Example: Persist and Reload a Collection

import json
import chromadb
from inertialai_chroma import InertialAIEmbeddingFunction

# --- Session 1: Create the collection and add data ---

client = chromadb.PersistentClient(path="./chroma-data")
ef = InertialAIEmbeddingFunction()

collection = client.create_collection("sensors", embedding_function=ef)

collection.add(
documents=[
json.dumps({
"text": "CNC machine #42, cutting aluminum, normal operation",
"time_series": [
[2100, 2150, 2180, 2140, 2120],
[65, 66, 68, 67, 66],
],
}),
json.dumps({
"text": "CNC machine #42, cutting aluminum, tool wear detected",
"time_series": [
[2100, 2090, 2070, 2050, 2030],
[65, 68, 72, 77, 83],
],
}),
],
ids=["run-001", "run-002"],
)

print("Collection created and data added.")

# --- Session 2: Reopen the collection (in a new process) ---

client2 = chromadb.PersistentClient(path="./chroma-data")

# Chroma reconstructs InertialAIEmbeddingFunction from the stored config,
# resolving INERTIALAI_API_KEY from the environment automatically.
# No need to pass embedding_function= here.
collection2 = client2.get_collection("sensors")

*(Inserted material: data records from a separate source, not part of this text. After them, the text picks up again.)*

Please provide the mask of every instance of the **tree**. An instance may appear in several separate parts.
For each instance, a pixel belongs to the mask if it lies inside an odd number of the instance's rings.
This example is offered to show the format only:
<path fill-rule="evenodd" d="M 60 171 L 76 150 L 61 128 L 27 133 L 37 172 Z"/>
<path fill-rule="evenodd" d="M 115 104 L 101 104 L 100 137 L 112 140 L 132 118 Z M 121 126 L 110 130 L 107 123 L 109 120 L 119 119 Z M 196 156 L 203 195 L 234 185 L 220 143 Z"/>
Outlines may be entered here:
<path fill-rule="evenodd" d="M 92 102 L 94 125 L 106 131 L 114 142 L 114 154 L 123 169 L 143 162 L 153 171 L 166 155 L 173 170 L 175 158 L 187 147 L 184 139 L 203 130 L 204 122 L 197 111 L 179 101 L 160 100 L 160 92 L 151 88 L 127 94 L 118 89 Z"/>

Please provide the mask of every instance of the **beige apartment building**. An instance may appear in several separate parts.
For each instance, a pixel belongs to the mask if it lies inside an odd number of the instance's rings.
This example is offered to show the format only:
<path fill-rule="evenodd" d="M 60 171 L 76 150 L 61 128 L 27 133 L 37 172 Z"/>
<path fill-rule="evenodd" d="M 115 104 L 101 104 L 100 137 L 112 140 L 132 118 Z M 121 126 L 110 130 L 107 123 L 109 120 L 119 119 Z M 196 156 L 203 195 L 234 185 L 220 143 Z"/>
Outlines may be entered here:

results = collection2.query(
query_texts=["elevated vibration and temperature"],
n_results=1,
)

print(results["ids"])
# [['run-002']]

Note: When reopening a persisted collection, do not pass embedding_function= to get_collection(). Chroma reconstructs the embedding function from the stored config automatically. If you pass an embedding function here, Chroma will use it to validate the stored config — which can raise an error if settings such as model_name or dimensions do not match.

Custom Environment Variable Names

If you manage multiple InertialAI API keys — for example, separate keys for development and production — configure api_key_env_var to point to the appropriate variable:

import chromadb
from inertialai_chroma import InertialAIEmbeddingFunction

client = chromadb.PersistentClient(path="./chroma-prod")

# The name "INERTIALAI_API_KEY_PROD" is stored in the collection config
ef = InertialAIEmbeddingFunction(api_key_env_var="INERTIALAI_API_KEY_PROD")

collection = client.create_collection("prod-sensors", embedding_function=ef)

When this collection is reopened, Chroma will look for INERTIALAI_API_KEY_PROD in the environment. Ensure the variable is available in every process that opens the collection.

Security Considerations

  • Do not pass the API key via api_key=. That parameter is deprecated. Its value is not included in get_config(), which means the embedding function cannot be reconstructed automatically when the collection is reopened. Use api_key_env_var instead.
  • API key values are never written to disk. The persisted config contains only the environment variable name.
  • Rotate keys by updating the environment variable. No stored collection data needs to change.